Will US Women Travelling to Caribbean for Abortions Deepen Religious Divide Between Nations
The divide between abortion attitudes in the Caribbean is set to deepen as US women travel to the islands for treatment against a background of rising religious opposition.
2022-06-29 18:56:22 - VI News Staff
The fall of Roe v Wade could have a ripple effect across the region, which has high rates of unwanted pregnancies, because it is easily influenced by the US and religious movements, activists said.
Attitudes towards abortion across the Caribbean vary widely, with some countries prohibiting reproductive care and others decriminalising it.
On some islands, the abortion policy is a throwback to colonial times when the British Empire exported the 1861 Offences Against the Person Act abroad.

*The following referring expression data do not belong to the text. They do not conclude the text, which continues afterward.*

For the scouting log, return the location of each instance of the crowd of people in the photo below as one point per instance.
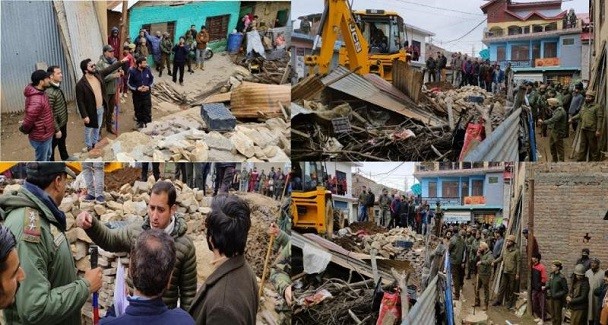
(476, 251)
(467, 71)
(104, 83)
(556, 107)
(37, 270)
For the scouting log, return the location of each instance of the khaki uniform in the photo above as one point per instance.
(510, 271)
(483, 278)
(457, 250)
(580, 301)
(557, 289)
(592, 120)
(52, 292)
(559, 130)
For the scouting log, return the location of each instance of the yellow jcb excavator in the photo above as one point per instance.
(373, 39)
(311, 203)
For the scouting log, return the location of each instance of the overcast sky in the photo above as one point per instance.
(392, 174)
(449, 20)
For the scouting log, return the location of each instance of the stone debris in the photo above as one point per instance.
(180, 137)
(128, 204)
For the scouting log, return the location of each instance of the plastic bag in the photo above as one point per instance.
(390, 309)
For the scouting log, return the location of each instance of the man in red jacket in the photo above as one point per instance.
(38, 122)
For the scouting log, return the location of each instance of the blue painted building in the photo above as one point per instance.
(220, 17)
(467, 191)
(541, 41)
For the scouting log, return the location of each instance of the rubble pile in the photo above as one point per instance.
(341, 127)
(181, 137)
(128, 204)
(274, 70)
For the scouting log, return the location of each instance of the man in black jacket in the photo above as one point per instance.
(91, 98)
(180, 54)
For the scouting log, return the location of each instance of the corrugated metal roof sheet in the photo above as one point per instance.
(22, 48)
(85, 40)
(388, 97)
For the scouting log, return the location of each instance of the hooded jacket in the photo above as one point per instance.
(183, 280)
(51, 293)
(85, 98)
(58, 104)
(38, 122)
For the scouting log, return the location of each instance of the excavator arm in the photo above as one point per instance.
(338, 17)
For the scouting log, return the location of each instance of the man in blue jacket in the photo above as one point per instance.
(151, 265)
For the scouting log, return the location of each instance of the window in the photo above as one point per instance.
(501, 53)
(550, 27)
(168, 27)
(464, 188)
(432, 189)
(514, 30)
(449, 189)
(568, 41)
(477, 187)
(217, 27)
(550, 50)
(520, 52)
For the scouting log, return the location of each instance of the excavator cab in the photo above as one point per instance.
(311, 202)
(385, 33)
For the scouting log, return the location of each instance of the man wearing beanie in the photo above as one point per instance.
(38, 122)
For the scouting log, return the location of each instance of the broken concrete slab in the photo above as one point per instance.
(217, 117)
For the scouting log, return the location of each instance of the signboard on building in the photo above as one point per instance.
(456, 217)
(546, 62)
(471, 200)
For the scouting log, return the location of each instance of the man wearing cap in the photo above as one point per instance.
(596, 278)
(38, 121)
(558, 124)
(91, 98)
(592, 124)
(161, 215)
(110, 84)
(539, 280)
(156, 51)
(484, 272)
(114, 39)
(578, 297)
(60, 111)
(584, 259)
(140, 82)
(201, 47)
(51, 293)
(458, 257)
(576, 104)
(557, 289)
(165, 46)
(510, 273)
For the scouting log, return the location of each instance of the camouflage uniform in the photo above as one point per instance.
(280, 272)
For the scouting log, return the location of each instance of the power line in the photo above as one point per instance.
(439, 8)
(469, 32)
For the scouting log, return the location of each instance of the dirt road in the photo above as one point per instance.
(15, 146)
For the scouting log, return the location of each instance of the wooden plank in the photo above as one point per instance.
(218, 98)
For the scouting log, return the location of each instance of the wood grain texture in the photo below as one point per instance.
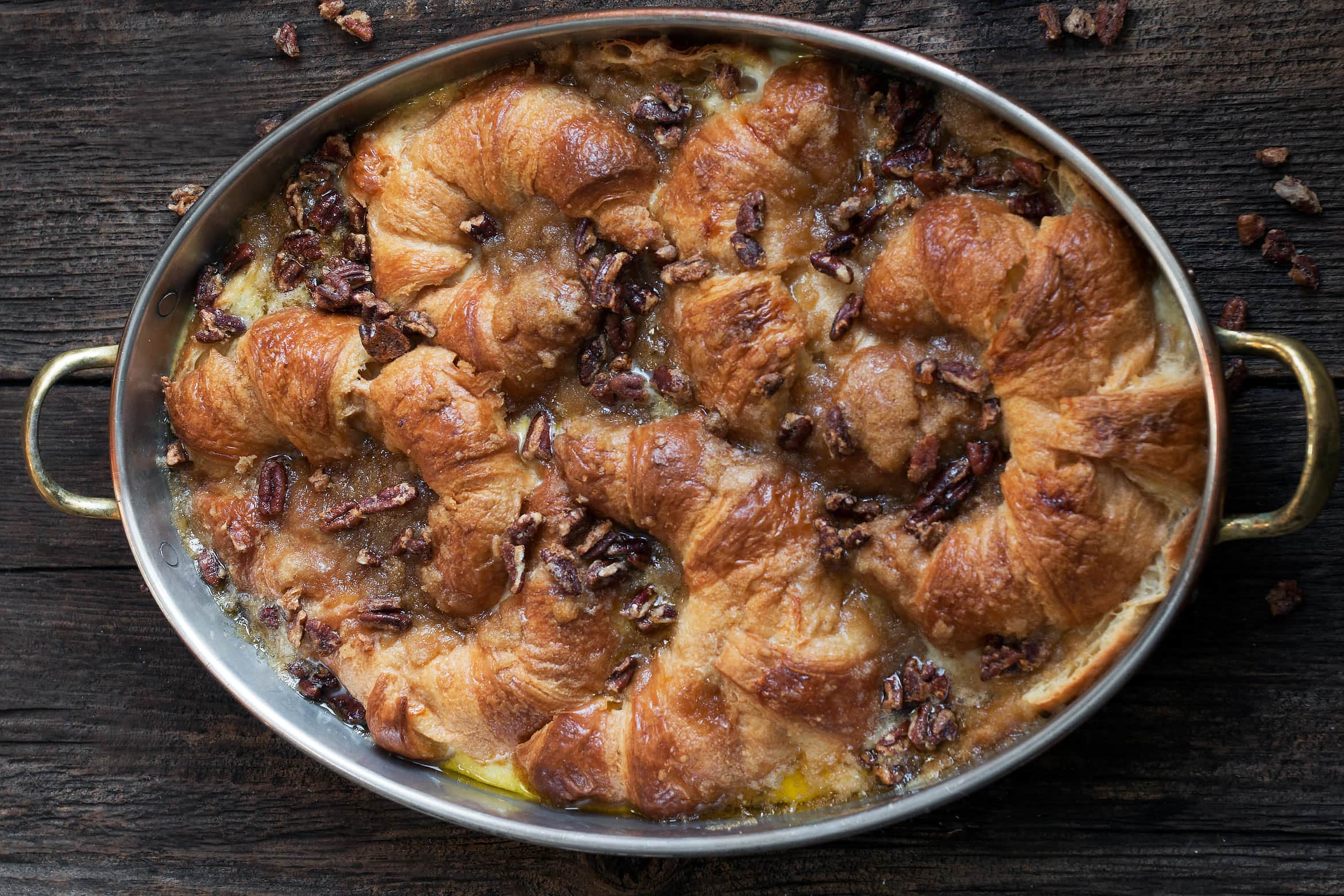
(125, 767)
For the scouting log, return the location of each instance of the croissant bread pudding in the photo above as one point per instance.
(687, 430)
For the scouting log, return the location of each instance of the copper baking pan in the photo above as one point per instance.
(139, 438)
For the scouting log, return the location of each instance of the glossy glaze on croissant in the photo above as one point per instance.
(768, 664)
(302, 378)
(1069, 352)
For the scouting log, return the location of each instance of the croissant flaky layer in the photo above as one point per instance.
(703, 433)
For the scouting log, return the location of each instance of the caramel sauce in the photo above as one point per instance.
(990, 714)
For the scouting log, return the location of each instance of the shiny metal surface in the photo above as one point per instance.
(1322, 462)
(139, 438)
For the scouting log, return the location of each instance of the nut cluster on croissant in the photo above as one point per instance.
(679, 430)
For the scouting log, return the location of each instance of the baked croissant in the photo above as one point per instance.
(300, 373)
(768, 667)
(428, 692)
(796, 144)
(1070, 335)
(451, 425)
(524, 327)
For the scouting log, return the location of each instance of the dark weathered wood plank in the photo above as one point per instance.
(125, 767)
(168, 93)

The act meant that performing an abortion or trying to self-abort could result in life imprisonment.
Reverend Patricia Sheerattan-Bisnauth, CEO of the Caribbean Family Planning Affiliation (CFPA), said striking down Roe v Wade was a “monstrous act of social injustice” that would “regress decades of progress”.
She warned it could spur on “religious fundamentalists in their pursuit of reinforcing patriarchal norms and values in families and societies”.

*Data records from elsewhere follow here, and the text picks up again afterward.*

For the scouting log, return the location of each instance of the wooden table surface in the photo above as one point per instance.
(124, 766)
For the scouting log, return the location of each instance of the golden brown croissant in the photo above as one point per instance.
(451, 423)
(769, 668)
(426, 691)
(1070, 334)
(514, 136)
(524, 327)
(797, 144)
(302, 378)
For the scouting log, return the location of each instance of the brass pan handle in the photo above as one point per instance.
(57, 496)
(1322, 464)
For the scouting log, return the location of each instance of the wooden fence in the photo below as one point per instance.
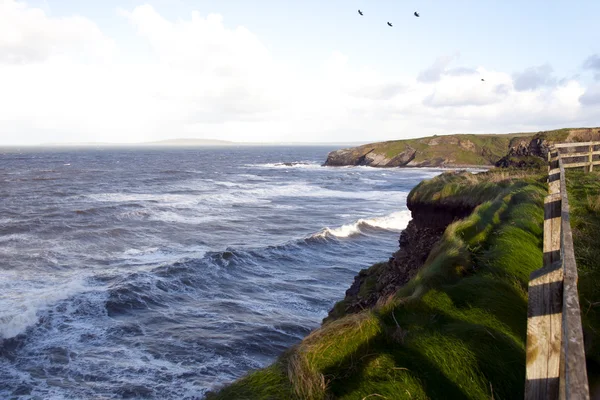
(556, 366)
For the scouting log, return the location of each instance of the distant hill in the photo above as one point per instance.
(450, 150)
(189, 142)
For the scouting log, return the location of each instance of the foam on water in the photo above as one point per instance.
(396, 221)
(28, 299)
(207, 271)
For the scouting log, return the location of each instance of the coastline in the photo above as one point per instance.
(447, 328)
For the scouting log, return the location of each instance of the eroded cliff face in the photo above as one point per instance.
(382, 280)
(529, 151)
(367, 156)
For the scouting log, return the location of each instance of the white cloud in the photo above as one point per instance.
(62, 79)
(535, 77)
(28, 35)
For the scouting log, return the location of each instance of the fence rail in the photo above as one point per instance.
(556, 366)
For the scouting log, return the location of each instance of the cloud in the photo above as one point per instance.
(435, 71)
(201, 78)
(382, 91)
(28, 35)
(593, 63)
(534, 77)
(461, 71)
(591, 96)
(460, 91)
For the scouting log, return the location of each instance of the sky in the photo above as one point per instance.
(128, 71)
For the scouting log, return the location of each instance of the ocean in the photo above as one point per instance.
(164, 273)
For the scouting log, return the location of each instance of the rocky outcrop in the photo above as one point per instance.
(532, 151)
(368, 156)
(382, 280)
(435, 151)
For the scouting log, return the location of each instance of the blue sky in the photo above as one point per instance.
(532, 55)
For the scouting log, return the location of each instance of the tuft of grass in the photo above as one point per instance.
(457, 330)
(584, 202)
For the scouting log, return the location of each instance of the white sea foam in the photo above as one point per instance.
(27, 299)
(286, 165)
(396, 221)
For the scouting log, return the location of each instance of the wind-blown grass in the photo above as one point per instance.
(456, 331)
(584, 201)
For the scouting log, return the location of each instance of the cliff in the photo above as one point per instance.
(515, 149)
(533, 150)
(382, 280)
(444, 318)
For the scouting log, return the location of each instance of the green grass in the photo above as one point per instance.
(455, 331)
(584, 202)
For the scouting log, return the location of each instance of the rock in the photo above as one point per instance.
(382, 280)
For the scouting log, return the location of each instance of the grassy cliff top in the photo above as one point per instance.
(450, 150)
(457, 330)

“It will have a negative impact in funding for family planning in the Caribbean which has low [family planning] prevalence and high rates of unwanted pregnancies, including high rates of adolescent pregnancies. These have a devastating impact, especially in exacerbating gender-based violence and increasing poverty.”

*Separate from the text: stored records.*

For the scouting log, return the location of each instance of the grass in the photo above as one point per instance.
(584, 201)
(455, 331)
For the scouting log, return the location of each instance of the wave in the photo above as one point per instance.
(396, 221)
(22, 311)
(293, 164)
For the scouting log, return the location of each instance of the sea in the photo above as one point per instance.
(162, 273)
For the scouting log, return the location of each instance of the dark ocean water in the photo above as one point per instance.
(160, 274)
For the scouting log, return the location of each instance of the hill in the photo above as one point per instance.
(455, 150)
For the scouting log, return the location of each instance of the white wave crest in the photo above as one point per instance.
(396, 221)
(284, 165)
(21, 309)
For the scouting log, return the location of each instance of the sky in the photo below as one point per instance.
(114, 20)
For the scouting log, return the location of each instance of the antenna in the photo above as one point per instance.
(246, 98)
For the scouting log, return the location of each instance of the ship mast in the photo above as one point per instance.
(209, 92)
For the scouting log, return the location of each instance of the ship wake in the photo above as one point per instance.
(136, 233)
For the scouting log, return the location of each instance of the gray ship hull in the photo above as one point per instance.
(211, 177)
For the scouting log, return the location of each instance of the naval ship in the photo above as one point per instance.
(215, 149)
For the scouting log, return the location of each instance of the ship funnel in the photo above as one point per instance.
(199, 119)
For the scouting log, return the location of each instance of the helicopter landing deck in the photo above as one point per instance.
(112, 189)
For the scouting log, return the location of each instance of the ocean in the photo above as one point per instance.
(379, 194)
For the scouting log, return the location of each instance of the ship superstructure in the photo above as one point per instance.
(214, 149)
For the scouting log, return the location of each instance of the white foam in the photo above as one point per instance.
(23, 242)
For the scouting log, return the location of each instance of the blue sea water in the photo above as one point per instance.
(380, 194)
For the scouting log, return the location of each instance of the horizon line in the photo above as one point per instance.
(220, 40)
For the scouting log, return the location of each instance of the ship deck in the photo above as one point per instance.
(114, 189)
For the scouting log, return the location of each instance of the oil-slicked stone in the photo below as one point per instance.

But countries that have decriminalised abortion, such as Cuba, Barbados and Guyana, may become cost-effective destinations for American women seeking safe care.
Other islands allow abortion for social and economic reasons, or in cases of rape and incest.
Some American states on the south coast, which are closest to the Caribbean, have restricted their abortion care.
Florida will soon have an abortion ban after 15 weeks of pregnancy while Alabama has already banned abortion with no exceptions for rape or incest, according to The New York Times tracker. In South Carolina, it is banned after six weeks and Mississippi may soon ban nearly all abortions.